Водка нам мало помогла. Разве что Иван Иванович стал опять называть меня на «ты». Мучась от необходимости петлять окольными путями, косясь на мой спортивный джемпер, Иван Иванович стал расписывать, что приди, мол, я теперь ненароком в электромастерскую, просто-таки не узнал бы ее! А оборудование? Куда там! Завод давно одели с иголочки. Теперь не работа электрикам — крымский санаторий!..

— Может, право, заглянешь, Николай? Может, вовсе возвернешься? Примем с открытой душой, когда хошь приходи…

Он, размягченный выпитым и теплом печки, говорил со слезящимися глазами, будто сам Евгений Александрович спрашивал про меня, не сойти ему, Ивану Ивановичу, с этого места.

— Кто такой — Евгений Александрович?

— Директор наш новый. Неужто не знаешь? Да помнишь ты — Женька Орлов, комсомольский секретарь!

Вот оно что. Значит, Женя Орлов стал директором. Ребят тех нет, нет ни Алешки длинного, никого… Как же я вернусь в мастерскую, с какими глазами появлюсь, начну все сначала, вместе с молокососами, архаровцами новой смены?

Опоздал. Безнадежно опоздал, как опаздывают растери на поезд, никого не желающий дожидаться.

Разбередил еще сильней душу разговор с Иваном Ивановичем. Он тоже это почувствовал, не чужой.

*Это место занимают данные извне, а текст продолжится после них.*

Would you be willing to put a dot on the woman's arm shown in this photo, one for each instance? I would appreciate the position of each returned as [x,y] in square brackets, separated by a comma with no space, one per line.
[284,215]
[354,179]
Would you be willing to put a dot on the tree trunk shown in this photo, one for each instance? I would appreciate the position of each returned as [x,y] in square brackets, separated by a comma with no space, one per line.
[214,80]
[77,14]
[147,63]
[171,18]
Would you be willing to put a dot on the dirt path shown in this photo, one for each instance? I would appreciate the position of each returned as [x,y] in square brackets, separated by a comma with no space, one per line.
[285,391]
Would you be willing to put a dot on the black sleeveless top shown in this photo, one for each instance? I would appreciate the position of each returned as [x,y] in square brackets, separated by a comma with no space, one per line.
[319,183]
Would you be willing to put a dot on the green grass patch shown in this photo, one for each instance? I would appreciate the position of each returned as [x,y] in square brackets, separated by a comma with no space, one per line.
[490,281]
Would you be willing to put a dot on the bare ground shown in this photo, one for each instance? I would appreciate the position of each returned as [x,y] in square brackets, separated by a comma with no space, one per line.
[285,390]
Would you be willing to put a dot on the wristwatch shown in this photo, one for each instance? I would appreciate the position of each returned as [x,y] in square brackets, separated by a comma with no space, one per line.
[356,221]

— Оно, конечно… Может, по снабжению?.. Путлянка получается, чего уж…

Мать рассердилась, что неладной вышла подстроенная ею встреча, жалко поджав губы, тиранила глазами Ивана Ивановича: «Путлянка! Заладил свое, старый попугай…»

Наведался я к Аркадию Степановичу. Цвет, который нежданно-негаданно выдала остроносая сплетница, к зиме повял, остались сухие, стыдливо-розовые лепестки, опадавшие в кадку.

Глафира Вячеславовна сдала, постарела. Глаза плохо видели. «Юра пришел?» — спросила Глафира Вячеславовна, вплотную меня разглядывая. Верно, и память отказывала: «Коля? Это какой же Коля? Вы прежде бывали у нас?..»

С Аркадием Степановичем было не легче, чем с матерью. Он, узнав про мое семейное несчастье, отнесся к нему холодно, сдержанно посочувствовал, посоветовал перебороть. Он не понимал, как может человек болтаться без дела, что бы там ни случилось, как можно переживать одно и то же столько времени.